When it comes to taking over, you can take down a rival empire region by region or, if you're up to it, you can take on the castle housing the leader head on and then you will take all of the territory owned by that clan. It's up to you how you take down a rival, the game doesn't force you play in a certain way; there's a lot of freedom in how you tackle things.
Tactics are a big part of the game. There are formations, basic tactics and executable tactics. There are three kinds of formations; ones that increase your attack, your speed, and your defence. These formations actually help quite a bit (although sadly they don't make your army actually go into formation). Basic tactics will last the duration of a battle and will buff you or your army, while executable tactics will affect the battle and will help you take over bases and win the day, however, they do have a time limit.

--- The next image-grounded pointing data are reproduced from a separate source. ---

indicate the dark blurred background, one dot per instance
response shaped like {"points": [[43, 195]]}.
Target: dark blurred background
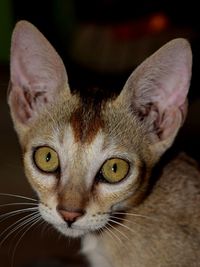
{"points": [[101, 42]]}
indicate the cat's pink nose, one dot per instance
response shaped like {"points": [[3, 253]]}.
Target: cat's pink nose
{"points": [[69, 216]]}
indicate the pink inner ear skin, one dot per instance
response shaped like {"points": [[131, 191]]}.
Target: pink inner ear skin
{"points": [[37, 73]]}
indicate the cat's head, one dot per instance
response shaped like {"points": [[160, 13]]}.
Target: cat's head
{"points": [[88, 159]]}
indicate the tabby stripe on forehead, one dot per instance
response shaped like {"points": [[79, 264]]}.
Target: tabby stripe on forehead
{"points": [[86, 121]]}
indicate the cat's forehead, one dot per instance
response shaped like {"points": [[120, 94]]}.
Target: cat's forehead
{"points": [[86, 121]]}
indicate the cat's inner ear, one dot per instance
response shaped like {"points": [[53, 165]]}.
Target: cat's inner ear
{"points": [[37, 72], [157, 92]]}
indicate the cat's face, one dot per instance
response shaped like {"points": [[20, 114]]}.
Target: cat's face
{"points": [[94, 168], [87, 160]]}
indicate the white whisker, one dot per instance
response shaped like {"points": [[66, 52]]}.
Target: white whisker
{"points": [[113, 234], [23, 221], [134, 214], [33, 222], [18, 196], [123, 225], [7, 215], [18, 203], [121, 233]]}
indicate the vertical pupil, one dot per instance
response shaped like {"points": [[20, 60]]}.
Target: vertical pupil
{"points": [[48, 157], [114, 167]]}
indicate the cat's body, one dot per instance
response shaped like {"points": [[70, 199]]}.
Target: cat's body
{"points": [[93, 163]]}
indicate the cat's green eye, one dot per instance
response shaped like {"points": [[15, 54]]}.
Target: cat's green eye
{"points": [[46, 159], [114, 170]]}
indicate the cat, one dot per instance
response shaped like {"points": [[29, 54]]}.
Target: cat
{"points": [[93, 163]]}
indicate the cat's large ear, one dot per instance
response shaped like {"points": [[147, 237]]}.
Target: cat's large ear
{"points": [[157, 92], [37, 73]]}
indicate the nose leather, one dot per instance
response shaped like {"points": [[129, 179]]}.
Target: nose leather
{"points": [[70, 216]]}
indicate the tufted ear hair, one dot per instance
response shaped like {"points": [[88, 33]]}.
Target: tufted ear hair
{"points": [[157, 92], [37, 74]]}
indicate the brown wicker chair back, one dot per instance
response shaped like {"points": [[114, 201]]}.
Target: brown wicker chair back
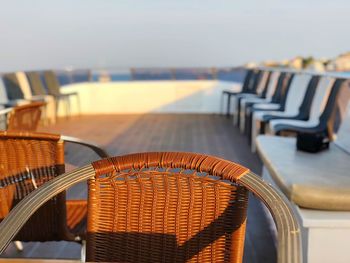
{"points": [[26, 162], [166, 207], [25, 117]]}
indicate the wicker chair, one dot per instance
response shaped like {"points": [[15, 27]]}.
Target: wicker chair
{"points": [[27, 161], [25, 117], [160, 207]]}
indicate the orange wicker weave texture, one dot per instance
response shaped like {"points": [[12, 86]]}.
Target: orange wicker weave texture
{"points": [[27, 160], [26, 117], [166, 207]]}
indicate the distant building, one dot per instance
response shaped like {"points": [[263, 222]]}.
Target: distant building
{"points": [[341, 63], [296, 63]]}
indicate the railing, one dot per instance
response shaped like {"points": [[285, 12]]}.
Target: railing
{"points": [[144, 74]]}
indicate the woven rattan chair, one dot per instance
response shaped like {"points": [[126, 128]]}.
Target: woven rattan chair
{"points": [[54, 89], [21, 118], [27, 161], [25, 117], [166, 207]]}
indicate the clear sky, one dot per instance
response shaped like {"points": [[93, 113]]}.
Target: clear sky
{"points": [[36, 34]]}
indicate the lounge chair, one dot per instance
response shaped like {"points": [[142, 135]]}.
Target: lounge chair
{"points": [[54, 89]]}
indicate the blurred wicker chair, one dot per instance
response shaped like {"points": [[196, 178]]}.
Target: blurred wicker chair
{"points": [[160, 207], [27, 161], [54, 87], [25, 117]]}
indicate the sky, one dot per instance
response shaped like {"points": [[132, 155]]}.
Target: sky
{"points": [[119, 34]]}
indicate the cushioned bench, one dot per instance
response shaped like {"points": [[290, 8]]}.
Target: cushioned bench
{"points": [[319, 186]]}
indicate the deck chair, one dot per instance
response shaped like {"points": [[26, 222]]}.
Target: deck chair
{"points": [[293, 101], [324, 99], [54, 89], [165, 207], [278, 103], [245, 87], [273, 103], [27, 161], [49, 109], [14, 94], [261, 85], [266, 97], [25, 117]]}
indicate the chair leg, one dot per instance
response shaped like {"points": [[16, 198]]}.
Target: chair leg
{"points": [[228, 106], [78, 105], [18, 245], [67, 102], [83, 251], [256, 126]]}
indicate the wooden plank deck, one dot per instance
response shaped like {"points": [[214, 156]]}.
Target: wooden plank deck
{"points": [[122, 134]]}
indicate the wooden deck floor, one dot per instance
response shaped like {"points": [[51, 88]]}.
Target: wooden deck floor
{"points": [[122, 134]]}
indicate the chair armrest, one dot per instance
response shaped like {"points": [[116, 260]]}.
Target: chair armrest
{"points": [[97, 149], [289, 233], [289, 241], [20, 214], [291, 128]]}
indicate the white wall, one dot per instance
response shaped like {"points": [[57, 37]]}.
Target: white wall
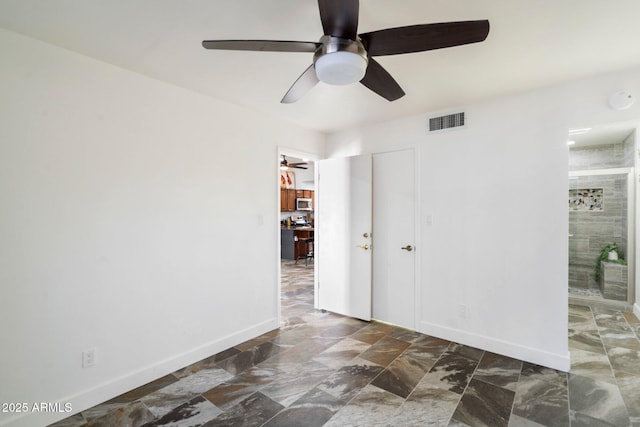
{"points": [[118, 202], [496, 195]]}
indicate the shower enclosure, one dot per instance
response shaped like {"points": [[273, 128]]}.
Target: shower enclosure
{"points": [[601, 212]]}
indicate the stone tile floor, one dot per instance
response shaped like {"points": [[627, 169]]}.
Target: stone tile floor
{"points": [[324, 369]]}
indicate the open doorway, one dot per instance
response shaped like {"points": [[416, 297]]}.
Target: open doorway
{"points": [[602, 216], [296, 201]]}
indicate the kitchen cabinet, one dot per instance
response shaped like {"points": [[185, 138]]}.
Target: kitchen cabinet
{"points": [[287, 200], [289, 242]]}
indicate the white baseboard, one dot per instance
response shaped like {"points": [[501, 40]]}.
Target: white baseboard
{"points": [[102, 392], [560, 362]]}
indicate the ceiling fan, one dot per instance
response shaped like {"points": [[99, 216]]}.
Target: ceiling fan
{"points": [[285, 164], [342, 56]]}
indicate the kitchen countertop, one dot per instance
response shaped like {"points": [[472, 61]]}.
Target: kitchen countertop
{"points": [[304, 228]]}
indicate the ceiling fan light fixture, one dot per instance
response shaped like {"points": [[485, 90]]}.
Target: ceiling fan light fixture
{"points": [[341, 68]]}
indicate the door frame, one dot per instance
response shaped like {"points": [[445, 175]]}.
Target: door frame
{"points": [[419, 220], [311, 158]]}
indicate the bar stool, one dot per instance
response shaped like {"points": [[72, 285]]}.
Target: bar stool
{"points": [[305, 249]]}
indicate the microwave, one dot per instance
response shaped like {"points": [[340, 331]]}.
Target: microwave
{"points": [[304, 204]]}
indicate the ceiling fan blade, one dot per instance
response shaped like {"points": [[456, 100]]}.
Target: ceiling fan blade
{"points": [[418, 38], [340, 18], [380, 81], [305, 82], [261, 45]]}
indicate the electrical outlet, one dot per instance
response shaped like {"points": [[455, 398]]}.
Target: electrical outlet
{"points": [[89, 358]]}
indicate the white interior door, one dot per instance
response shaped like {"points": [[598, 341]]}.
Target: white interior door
{"points": [[343, 236], [394, 238]]}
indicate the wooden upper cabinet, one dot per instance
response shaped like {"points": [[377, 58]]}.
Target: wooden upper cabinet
{"points": [[291, 200], [288, 198]]}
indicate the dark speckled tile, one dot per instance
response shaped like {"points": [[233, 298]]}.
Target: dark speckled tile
{"points": [[241, 386], [132, 414], [249, 358], [585, 340], [451, 372], [484, 404], [597, 399], [321, 368], [404, 373], [287, 388], [426, 406], [385, 350], [499, 370], [313, 409], [542, 396], [624, 359], [193, 413], [466, 351], [372, 333], [629, 384], [345, 383], [253, 411]]}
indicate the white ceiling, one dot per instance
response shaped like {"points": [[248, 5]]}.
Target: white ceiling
{"points": [[531, 44]]}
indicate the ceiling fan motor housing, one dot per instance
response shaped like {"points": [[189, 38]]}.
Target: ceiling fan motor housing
{"points": [[340, 61]]}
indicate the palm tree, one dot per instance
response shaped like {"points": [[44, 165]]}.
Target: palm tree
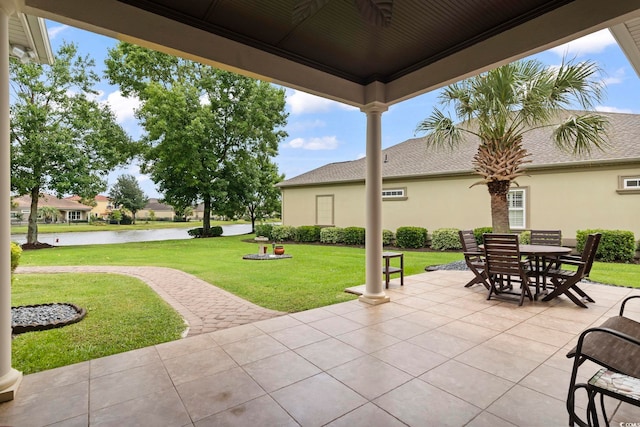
{"points": [[501, 105]]}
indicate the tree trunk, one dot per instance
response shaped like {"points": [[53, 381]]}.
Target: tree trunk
{"points": [[206, 217], [498, 191], [32, 229], [252, 214]]}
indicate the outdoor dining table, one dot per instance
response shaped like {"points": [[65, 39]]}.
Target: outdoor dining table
{"points": [[540, 254]]}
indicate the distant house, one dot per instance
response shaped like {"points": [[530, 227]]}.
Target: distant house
{"points": [[433, 188], [70, 210], [103, 206], [161, 211]]}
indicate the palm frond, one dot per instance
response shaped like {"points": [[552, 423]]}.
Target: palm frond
{"points": [[578, 134], [441, 130]]}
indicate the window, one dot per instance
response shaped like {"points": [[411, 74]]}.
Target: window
{"points": [[324, 210], [631, 183], [75, 215], [516, 200], [394, 194], [628, 185]]}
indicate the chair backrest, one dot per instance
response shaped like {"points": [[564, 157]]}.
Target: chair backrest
{"points": [[502, 254], [546, 237], [468, 241], [589, 252]]}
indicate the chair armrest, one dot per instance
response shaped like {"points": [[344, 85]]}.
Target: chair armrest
{"points": [[473, 253], [608, 355], [577, 262], [625, 302]]}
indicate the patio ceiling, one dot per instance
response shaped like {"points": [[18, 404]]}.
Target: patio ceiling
{"points": [[29, 33], [627, 34], [332, 48]]}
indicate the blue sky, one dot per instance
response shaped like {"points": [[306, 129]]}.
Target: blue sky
{"points": [[323, 131]]}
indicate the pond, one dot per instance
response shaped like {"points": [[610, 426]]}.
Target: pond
{"points": [[126, 236]]}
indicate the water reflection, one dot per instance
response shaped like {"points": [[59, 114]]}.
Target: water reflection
{"points": [[125, 236]]}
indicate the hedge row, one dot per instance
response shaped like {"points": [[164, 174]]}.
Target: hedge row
{"points": [[615, 245], [405, 237]]}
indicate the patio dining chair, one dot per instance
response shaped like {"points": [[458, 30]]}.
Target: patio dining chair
{"points": [[504, 266], [566, 281], [473, 257]]}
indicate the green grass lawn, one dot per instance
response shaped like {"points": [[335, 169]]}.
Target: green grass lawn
{"points": [[316, 275], [123, 314], [100, 226]]}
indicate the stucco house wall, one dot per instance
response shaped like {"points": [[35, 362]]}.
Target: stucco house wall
{"points": [[560, 191], [569, 200]]}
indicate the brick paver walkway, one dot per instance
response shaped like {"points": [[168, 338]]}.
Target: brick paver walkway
{"points": [[205, 307]]}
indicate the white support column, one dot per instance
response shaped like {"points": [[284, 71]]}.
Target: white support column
{"points": [[9, 377], [374, 293]]}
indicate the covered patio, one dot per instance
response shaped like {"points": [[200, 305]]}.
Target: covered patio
{"points": [[437, 354]]}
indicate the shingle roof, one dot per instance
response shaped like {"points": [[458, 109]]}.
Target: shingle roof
{"points": [[156, 205], [413, 158], [24, 202]]}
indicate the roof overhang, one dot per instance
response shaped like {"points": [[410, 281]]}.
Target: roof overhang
{"points": [[28, 35], [627, 34], [364, 64]]}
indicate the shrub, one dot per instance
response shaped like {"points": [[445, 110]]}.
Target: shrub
{"points": [[283, 233], [388, 238], [264, 230], [16, 252], [332, 235], [308, 233], [411, 237], [215, 231], [445, 238], [354, 236], [478, 232], [615, 245]]}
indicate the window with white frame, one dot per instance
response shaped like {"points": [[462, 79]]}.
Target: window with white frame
{"points": [[631, 183], [324, 210], [74, 215], [517, 201], [394, 194]]}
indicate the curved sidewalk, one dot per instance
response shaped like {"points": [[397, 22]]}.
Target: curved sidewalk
{"points": [[204, 307]]}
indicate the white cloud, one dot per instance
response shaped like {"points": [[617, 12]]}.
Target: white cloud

A returning feature is the character editor, a favourite amongst fans. You'll be able to create your own characters as in previous games, but there's not much new here to tell you about. What is interesting is that you can import all the characters you created in the previous Samurai Warriors 4 games. Technically the game is sound. It runs off the same engine used in Samurai Warriors 4 and 4-II, which comes as no surprise. One thing that some Musou games struggle with technically is frame-rate, and with so many troops on screen it can drop at times. Luckily, like the previous Samurai Warriors 4 games, Empires doesn't suffer from this, we played around 35-40 hours and didn't experience any noticeable dip in frame-rate (although, we were playing the PS4 version).
Samurai Warriors 4: Empires is good, but it isn't perfect. First of all something which has plagued Samurai Warriors and Dynasty Warriors for a long time is recycled music. Sadly this new game also falls into the same trap. Another area that this game struggles with is its tactics; the formations and tactics are great additions to the series, however, if you play on the easy difficulty, then these tactics and formations don't have that much of an impact, and you can then pretty much hack your way through battles like every other Musou title out there (therefore, our advice is to turn up the difficulty a notch). Another slight issue is the amount of options and features can be a bit overwhelming, and newcomers may well struggle with this at first.
Samurai Warriors 4: Empires is a great addition to the series, and the combat is still as fresh and fluid as ever. The scenarios are fun to play but the real thrill and enjoyment comes from creating your own and playing it as you see fit, which adds tons of replay value to the package. The formations and tactics are a great addition and bring much needed depth, and the strategy layer puts a fresh spin on what's becoming a congested sub-genre. With so much replay value on offer, this is a title that Musou fans won't want to skip.